La Journée internationale des travailleurs remonte à l’année 1886 aux Etats-Unis ; lorsqu’une grève de plusieurs jours a débuté le 1er mai afin d’imposer la journée de huit heures. Si la journée de huit heures est toujours en vigueur dans de nombreuses entreprises, le travail a pourtant évolué. Avec la digitalisation – souvent assimilée à la robotique et à l’intelligence artificielle – de nombreux employés craignent de perdre leur rôle dans les processus de production. Quoi qu’il en soit nous sommes d’avis que, l’homme continuera à jouer un rôle primordial dans l’industrie. L’environnement de production doit être conçu afin qu’employés et machines s’intègrent parfaitement aux processus, en travaillant et en communiquant. Pour qu’un tel scénario se concrétise, les employés doivent être équipés des bons outils.
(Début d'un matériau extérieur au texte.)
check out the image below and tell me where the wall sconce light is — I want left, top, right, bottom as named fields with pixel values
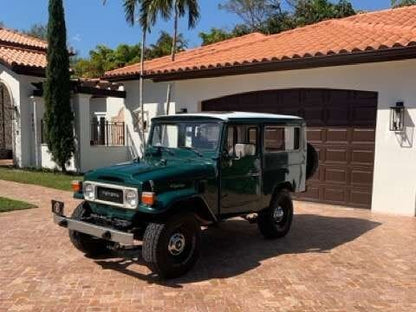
left=390, top=101, right=405, bottom=132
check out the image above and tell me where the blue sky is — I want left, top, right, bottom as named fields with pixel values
left=1, top=0, right=393, bottom=57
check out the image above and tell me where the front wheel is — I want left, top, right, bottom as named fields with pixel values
left=142, top=214, right=201, bottom=279
left=69, top=202, right=112, bottom=257
left=257, top=189, right=294, bottom=239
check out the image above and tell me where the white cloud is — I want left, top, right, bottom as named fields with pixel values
left=72, top=34, right=82, bottom=42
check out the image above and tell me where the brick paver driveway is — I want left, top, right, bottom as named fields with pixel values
left=0, top=180, right=415, bottom=312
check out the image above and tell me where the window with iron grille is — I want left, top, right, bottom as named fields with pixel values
left=90, top=117, right=125, bottom=146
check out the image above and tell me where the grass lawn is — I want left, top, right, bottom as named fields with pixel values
left=0, top=168, right=82, bottom=191
left=0, top=197, right=37, bottom=213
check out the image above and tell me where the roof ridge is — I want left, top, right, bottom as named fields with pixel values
left=333, top=18, right=416, bottom=36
Le concept d’industrie 4.0 a depuis longtemps cessé d’être un fantasme. Ces dernières années, il a été solidement intégré aux installations de production. Les pionniers dans ce domaine sont notamment l’industrie automobile et aéronautique – le commerce a suivi. L’industrie 4.0 ? Elle a pour objectif d’utiliser le réseau et l’automatisation pour rendre la production plus efficace et surtout plus flexible. Les systèmes de ce type sont basés sur des données générées et évaluées afin d’en déduire des recommandations d’action. Ces recommandations sont essentielles pour accroître l’efficacité, redistribuer les ressources et assurer la sécurité du travail. Les robots et les machines peuvent déjà générer ces données ou bien être mis à niveau avec les applications appropriées. Cette capacité est également disponible pour les humains sous la forme d’objets industriels portables, ou wearables : lunettes intelligentes, systèmes audio portables, ou encore lecteurs de code-barres intelligents sous forme de gants.
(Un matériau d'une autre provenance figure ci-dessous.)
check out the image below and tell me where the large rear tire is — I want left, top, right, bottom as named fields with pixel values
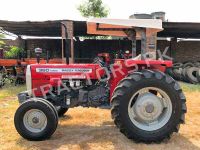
left=14, top=99, right=58, bottom=141
left=111, top=70, right=186, bottom=143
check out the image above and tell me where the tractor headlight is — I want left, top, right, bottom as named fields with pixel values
left=26, top=65, right=32, bottom=96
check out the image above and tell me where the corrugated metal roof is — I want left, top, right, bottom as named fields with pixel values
left=0, top=20, right=86, bottom=37
left=1, top=19, right=200, bottom=38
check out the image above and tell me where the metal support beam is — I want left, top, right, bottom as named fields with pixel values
left=131, top=35, right=136, bottom=58
left=126, top=30, right=136, bottom=58
left=170, top=37, right=177, bottom=60
left=61, top=21, right=74, bottom=64
left=140, top=28, right=147, bottom=60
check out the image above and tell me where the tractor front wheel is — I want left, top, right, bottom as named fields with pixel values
left=14, top=99, right=58, bottom=141
left=111, top=70, right=186, bottom=143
Ces wearables poursuivent souvent un seul objectif : l’employé doit avoir les mains libres. Ils permettent également des approches décentralisées en matière de données et d’informations. Ces approches sont particulièrement importantes pour l’interaction entre l’homme, la machine et les processus automatisés. Actuellement, les données sont encore souvent saisies et transmises via des terminaux fixes. Cette situation est chronophage, propice aux erreurs et interrompt les processus. En outre, les données ne sont pas enregistrées en temps réel. Les recommandations d’action et les mécanismes de protection risquent donc d’être déployées trop tard, voire pas du tout.
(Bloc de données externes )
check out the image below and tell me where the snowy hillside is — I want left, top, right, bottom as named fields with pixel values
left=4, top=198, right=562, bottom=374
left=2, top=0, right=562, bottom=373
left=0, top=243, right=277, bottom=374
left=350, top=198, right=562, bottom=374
Afin d’amener la production et la logistique au niveau des normes de l’industrie 4.0, il est essentiel que les employés soient sensibilisés aux avantages des wearables, afin de les intégrer à leur travail quotidien. L’ergonomie est un critère déterminant pour accepter ce type de systèmes intelligents. Les wearables devraient offrir une valeur ajoutée tangible, en termes de poids ou de liberté de mouvement. Idéalement, ils s’intègrent presque naturellement aux différentes procédures de travail. Dans les environnements industriels, pour assurer une longue durée de vie, les wearables doivent être solides. Les systèmes de type plug-and-play, par exemple, faciles à installer et à mettre en service, offrent une solution simple.